La faune des plateaux
Amateurs de théâtre
La tournée Espéron avait pris le train à la gare Saint-Lazare pour faire apprécier aux riverains des stations de la Manche un vaudeville un peu usé à Paris.
Deux compagnons bénévoles s’étaient joints à la troupe et profitaient des réductions de tarif accordées à l’impresario. C’étaient Jacques Bouzin, camarade sérieux de Mado Madolon, et Philippe Cru, qui s’intéressait à la jeune Pomonard.
Jacques et Philippe étaient des quinquagénaires bien confirmés, réparés avec soin, mis à neuf et repeints.
Mado Madolon avait joué plusieurs rôles de commère au music-hall. Cet emploi exige surtout de la beauté, aujourd’hui que les commérages de la commère sont réduits à leur plus simple expression. Il s’agit surtout, au moment où défilent les pierres précieuses ou les fourrures, de lancer au public des indications succinctes, d’une voix nette, sans passion.
Pomonard était la fille d’une femme de ménage, qui l’avait amenée avec elle un jour qu’elle travaillait en extra chez M. Cru. M. Cru avait reconnu tout de suite chez cette petite des dons sérieux pour le théâtre. Il l’avait fait engager par un de ses commandités, à d’honorables appointements qu’il avait élevés, sur sa propre cassette, à un chiffre moins honorable.
Pendant les représentations, Cru et Bouzin, qui connaissaient suffisamment la pièce, attendaient la fin du spectacle dans le hall du casino.
— De gentilles petites, dit Bouzin.
— Oui, dit Philippe, elles ont pour nous de la gratitude, et savent ne pas trop nous la montrer.
— Croyez-vous qu’elles nous voient aussi âgés que nous sommes ?
— J’en ai peur, dit M. Cru.
Un silence…
— Sommes-nous si vieux que cela ? dit M. Bouzin.
— Ça dépend de l’emploi qu’on nous donne. Pour figurer dans des conseils d’administration, nous avons l’âge qu’il faut, la « bouteille » nécessaire, une vigueur d’esprit encore appréciable. Mais pour d’autres ébats…
— La foi vous manque, dit M. Bouzin.
— Oui, dit M. Cru. Je me dis trop que, la petite et moi, on n’est pas très bien assortis. Ça me gêne. Quand je sors avec elle, je n’ai pas la satisfaction esthétique de former un groupe harmonieux.

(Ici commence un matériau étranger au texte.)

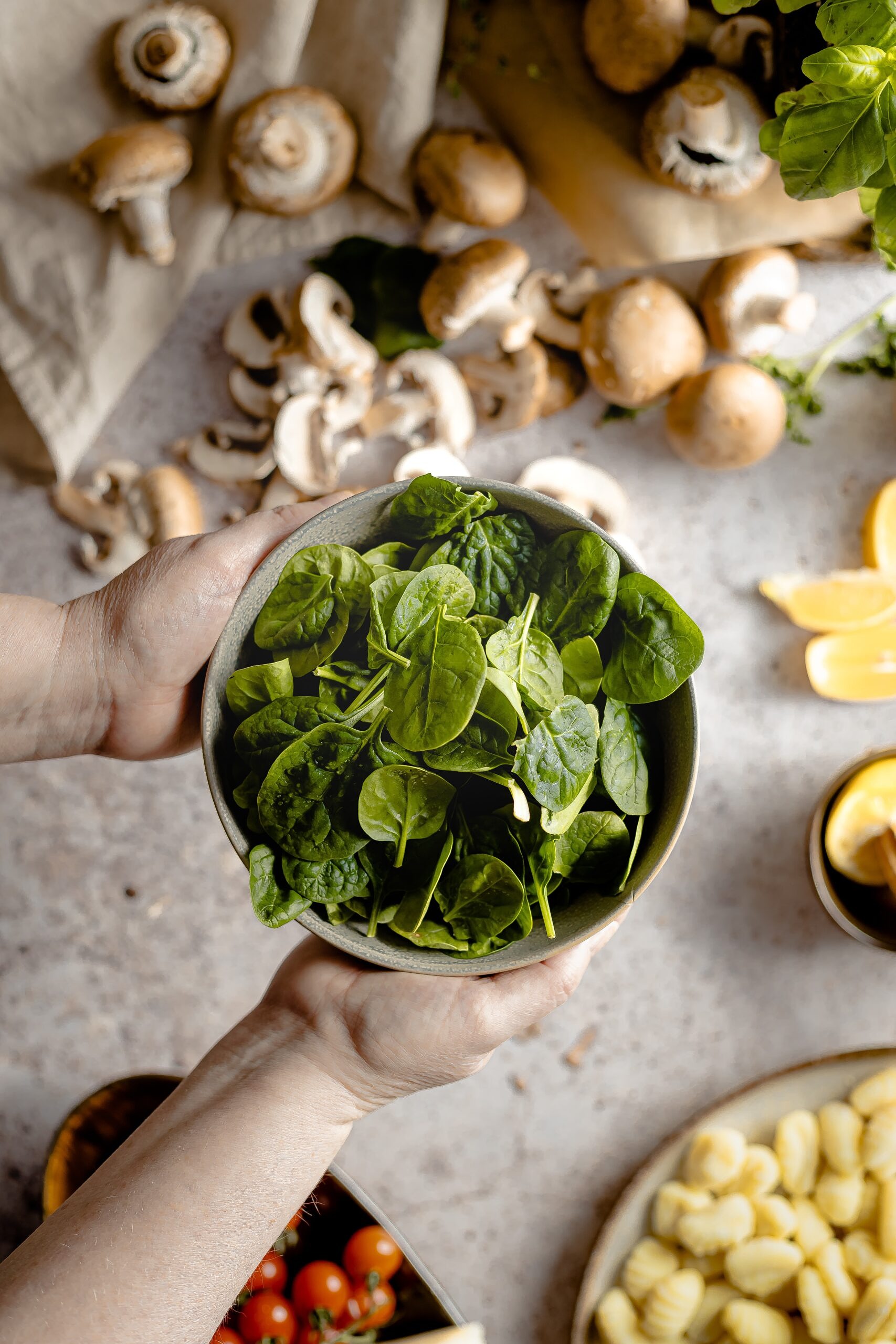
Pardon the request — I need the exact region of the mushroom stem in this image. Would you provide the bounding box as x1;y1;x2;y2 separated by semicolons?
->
418;209;466;251
258;116;308;172
121;190;176;266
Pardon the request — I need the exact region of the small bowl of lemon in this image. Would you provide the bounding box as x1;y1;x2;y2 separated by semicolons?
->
807;746;896;951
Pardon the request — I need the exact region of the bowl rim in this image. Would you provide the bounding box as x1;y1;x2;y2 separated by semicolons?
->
200;476;700;976
806;746;896;951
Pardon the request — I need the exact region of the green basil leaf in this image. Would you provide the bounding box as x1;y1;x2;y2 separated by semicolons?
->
535;532;619;645
357;765;454;868
485;593;563;710
603;574;704;704
391;476;498;542
384;609;486;751
248;844;310;929
553;812;630;888
513;695;598;812
803;44;892;93
226;658;293;719
598;699;653;817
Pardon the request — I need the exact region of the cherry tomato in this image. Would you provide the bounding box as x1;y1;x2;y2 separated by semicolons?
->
239;1289;298;1344
293;1261;352;1320
343;1224;404;1284
243;1251;289;1293
339;1284;395;1330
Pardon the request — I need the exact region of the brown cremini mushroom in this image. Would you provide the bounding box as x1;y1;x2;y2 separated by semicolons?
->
582;0;688;93
641;66;771;200
114;3;230;111
420;238;535;351
579;276;707;407
666;364;787;470
415;130;526;251
700;247;818;359
227;85;357;215
71;121;192;266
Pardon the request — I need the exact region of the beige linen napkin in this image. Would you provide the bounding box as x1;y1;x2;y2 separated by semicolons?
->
0;0;446;477
449;0;862;266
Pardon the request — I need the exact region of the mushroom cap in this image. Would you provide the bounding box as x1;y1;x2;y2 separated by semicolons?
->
71;121;192;211
420;238;529;340
582;0;688;93
579;276;707;407
700;247;815;359
227;85;357;215
666;364;787;470
641;66;771;200
114;0;230;111
415;130;526;228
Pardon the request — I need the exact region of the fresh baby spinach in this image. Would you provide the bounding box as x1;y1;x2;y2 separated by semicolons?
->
227;477;702;958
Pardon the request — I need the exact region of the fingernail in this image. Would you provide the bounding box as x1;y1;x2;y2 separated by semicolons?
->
588;919;622;957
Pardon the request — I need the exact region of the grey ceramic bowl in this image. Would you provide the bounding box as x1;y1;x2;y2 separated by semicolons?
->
202;477;700;976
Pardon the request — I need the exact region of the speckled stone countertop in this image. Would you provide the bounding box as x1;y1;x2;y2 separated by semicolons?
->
0;181;896;1344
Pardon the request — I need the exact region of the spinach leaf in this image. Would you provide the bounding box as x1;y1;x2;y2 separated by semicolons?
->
234;695;341;778
384;607;494;751
560;634;603;704
437;854;525;942
391;831;454;946
282;849;371;906
226;658;293;719
535;532;619;645
485;593;563;710
603;574;702;704
391;476;498;542
357;765;454;868
513;695;598;812
389;564;476;639
553;812;630;887
258;723;379;863
435;513;536;615
248;844;310;929
598;699;653;817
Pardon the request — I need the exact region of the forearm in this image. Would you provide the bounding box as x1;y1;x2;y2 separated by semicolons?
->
0;1006;357;1344
0;595;110;762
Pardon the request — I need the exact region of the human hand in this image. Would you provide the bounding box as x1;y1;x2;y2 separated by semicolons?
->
258;912;625;1118
63;496;343;761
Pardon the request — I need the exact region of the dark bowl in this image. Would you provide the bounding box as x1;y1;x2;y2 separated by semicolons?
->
202;477;700;976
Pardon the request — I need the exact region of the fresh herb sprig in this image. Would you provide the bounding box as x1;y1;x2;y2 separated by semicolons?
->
227;476;702;957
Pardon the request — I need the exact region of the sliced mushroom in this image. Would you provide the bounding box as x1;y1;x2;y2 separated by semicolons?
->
539;345;587;419
114;3;230;111
128;464;204;545
459;340;548;433
183;421;276;485
700;247;818;359
385;350;476;457
420;238;535;351
516;457;630;533
291;270;379;377
70;121;192;266
581;276;707;407
227;85;357;215
516;267;581;350
222;289;290;370
641;66;771;200
666;364;787;470
392;444;470;481
416;130;526;251
582;0;688;93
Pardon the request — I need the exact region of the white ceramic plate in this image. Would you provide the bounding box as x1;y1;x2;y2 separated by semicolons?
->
572;1048;896;1344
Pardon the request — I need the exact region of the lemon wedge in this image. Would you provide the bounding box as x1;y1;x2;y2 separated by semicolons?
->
806;625;896;700
862;480;896;570
759;570;896;632
825;757;896;887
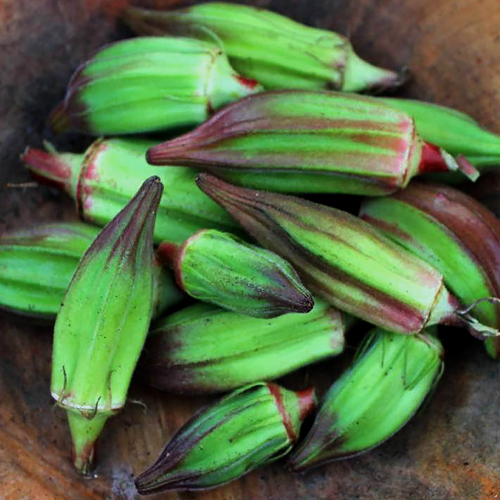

— Ah ! si l’on pouvait rajeunir ! dit Jacques. Voyez-vous qu’un magicien surgisse, et qu’il exauce un vœu à notre choix ? Mon souhait à moi serait d’apparaître aux yeux de Mado avec l’âge d’un garçon de trente ans…
— Moi, dit Philippe songeur, je souhaite autre chose. Je voudrais croire moi-même que j’ai trente ans…
— Vous avez peut-être raison, dit, après réflexion, M. Bouzin.
Il y avait devant eux, dans une glace vraiment mal placée, deux messieurs qui leur ressemblaient d’une façon frappante, en plus vieux. Ils allèrent s’asseoir ailleurs.